Test-Time Zero-Shot Temporal Action Localization

Benedetta Liberatori,Alessandro Conti,Paolo Rota,Yiming Wang,Elisa Ricci
2024-04-11
Abstract:Zero-Shot Temporal Action Localization (ZS-TAL) seeks to identify and locate actions in untrimmed videos unseen during training. Existing ZS-TAL methods involve fine-tuning a model on a large amount of annotated training data. While effective, training-based ZS-TAL approaches assume the availability of labeled data for supervised learning, which can be impractical in some applications. Furthermore, the training process naturally induces a domain bias into the learned model, which may adversely affect the model's generalization ability to arbitrary videos. These considerations prompt us to approach the ZS-TAL problem from a radically novel perspective, relaxing the requirement for training data. To this aim, we introduce a novel method that performs Test-Time adaptation for Temporal Action Localization (T3AL). In a nutshell, T3AL adapts a pre-trained Vision and Language Model (VLM). T3AL operates in three steps. First, a video-level pseudo-label of the action category is computed by aggregating information from the entire video. Then, action localization is performed adopting a novel procedure inspired by self-supervised learning. Finally, frame-level textual descriptions extracted with a state-of-the-art captioning model are employed for refining the action region proposals. We validate the effectiveness of T3AL by conducting experiments on the THUMOS14 and the ActivityNet-v1.3 datasets. Our results demonstrate that T3AL significantly outperforms zero-shot baselines based on state-of-the-art VLMs, confirming the benefit of a test-time adaptation approach.
Computer Vision and Pattern Recognition
What problem does this paper attempt to address?
The paper primarily addresses the problem of Zero-Shot Temporal Action Localization (ZS-TAL) by proposing a novel solution. Traditional ZS-TAL methods require a large amount of annotated data for model fine-tuning, but this approach may be impractical in certain scenarios, such as when there is a lack of annotated data or domain shift issues that lead to poor generalization. To address these issues, the paper introduces a method called T3AL (Test-Time adaptation for Temporal Action Localization). The key feature of T3AL is that it directly adapts to unannotated data during the testing phase without the need for a training dataset. Specifically, T3AL is implemented through the following three steps: 1. **Video-level pseudo-label calculation**: Utilizing a pre-trained Vision and Language Model (VLM) to extract semantic information from each frame and aggregate this information to calculate video-level pseudo-labels, which are estimates of action categories within the video. 2. **Self-supervised prediction refinement**: Guided by the video pseudo-labels, a new procedure inspired by self-supervised learning is employed to refine action localization. This process includes assigning scores by comparing the similarity between frames and pseudo-labels and using these scores to further optimize model parameters. 3. **Text-based region suppression**: Advanced image description generation models are used to generate text descriptions for each frame, and these descriptions are then used to further refine the predictions of action regions. The effectiveness of T3AL is validated through experiments on the THUMOS14 and ActivityNet-v1.3 datasets.
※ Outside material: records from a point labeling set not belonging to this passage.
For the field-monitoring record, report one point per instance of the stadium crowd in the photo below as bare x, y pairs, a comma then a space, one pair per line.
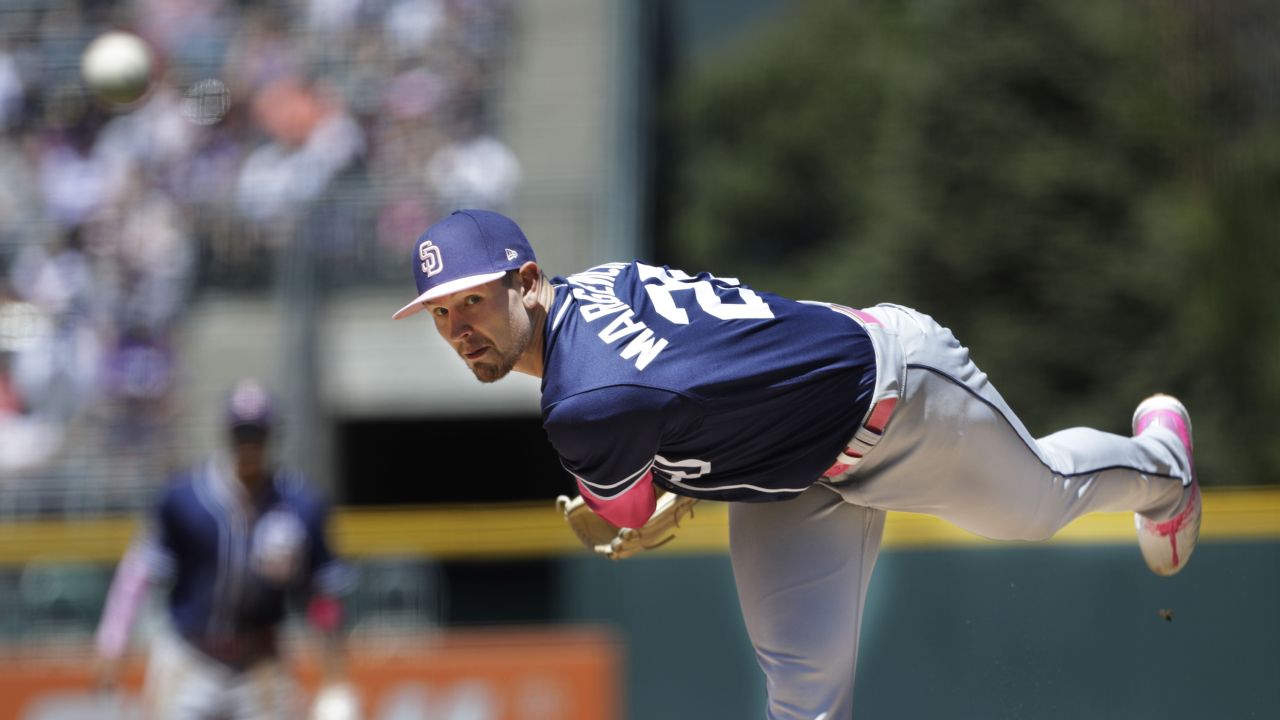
338, 128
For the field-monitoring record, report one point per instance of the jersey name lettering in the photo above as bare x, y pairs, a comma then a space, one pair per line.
594, 294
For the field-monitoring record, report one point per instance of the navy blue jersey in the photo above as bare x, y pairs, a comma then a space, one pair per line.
232, 566
718, 391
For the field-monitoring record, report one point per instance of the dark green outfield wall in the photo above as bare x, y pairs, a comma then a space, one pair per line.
1023, 632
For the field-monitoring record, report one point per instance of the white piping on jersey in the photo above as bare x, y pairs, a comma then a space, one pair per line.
563, 308
206, 493
705, 488
630, 478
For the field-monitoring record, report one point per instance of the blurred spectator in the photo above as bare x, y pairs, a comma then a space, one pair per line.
475, 169
318, 122
311, 140
232, 538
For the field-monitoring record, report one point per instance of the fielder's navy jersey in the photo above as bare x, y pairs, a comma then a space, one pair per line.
232, 568
722, 392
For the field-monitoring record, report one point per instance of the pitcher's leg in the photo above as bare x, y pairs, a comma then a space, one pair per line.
801, 569
955, 449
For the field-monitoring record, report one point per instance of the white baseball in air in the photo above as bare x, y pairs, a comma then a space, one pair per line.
117, 67
336, 701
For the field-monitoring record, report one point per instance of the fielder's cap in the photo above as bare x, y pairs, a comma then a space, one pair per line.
250, 408
466, 249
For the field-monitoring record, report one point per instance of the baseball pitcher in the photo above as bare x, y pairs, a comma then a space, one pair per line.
662, 388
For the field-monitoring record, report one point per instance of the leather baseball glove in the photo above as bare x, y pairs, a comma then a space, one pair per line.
604, 538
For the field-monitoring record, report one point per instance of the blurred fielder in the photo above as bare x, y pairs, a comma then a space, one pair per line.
231, 538
813, 419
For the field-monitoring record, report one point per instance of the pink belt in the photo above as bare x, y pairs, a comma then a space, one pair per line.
877, 417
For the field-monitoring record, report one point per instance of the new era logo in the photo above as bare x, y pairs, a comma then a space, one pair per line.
430, 256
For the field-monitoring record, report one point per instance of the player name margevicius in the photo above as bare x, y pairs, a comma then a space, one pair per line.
593, 290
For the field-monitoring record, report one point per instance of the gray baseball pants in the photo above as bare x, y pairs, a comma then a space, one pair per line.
952, 449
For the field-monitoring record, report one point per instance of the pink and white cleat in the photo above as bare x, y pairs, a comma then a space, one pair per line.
1168, 545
The results show that T3AL significantly improves action localization accuracy without annotated data compared to using only pre-trained models or methods that require training data. Additionally, the paper reveals the limitations of existing methods through cross-dataset generalization analysis and demonstrates the advantages of the T3AL method. In summary, T3AL aims to address the data dependency and generalization issues in zero-shot temporal action localization by directly adapting the model during the testing phase, thereby enhancing the model's ability to handle unseen data.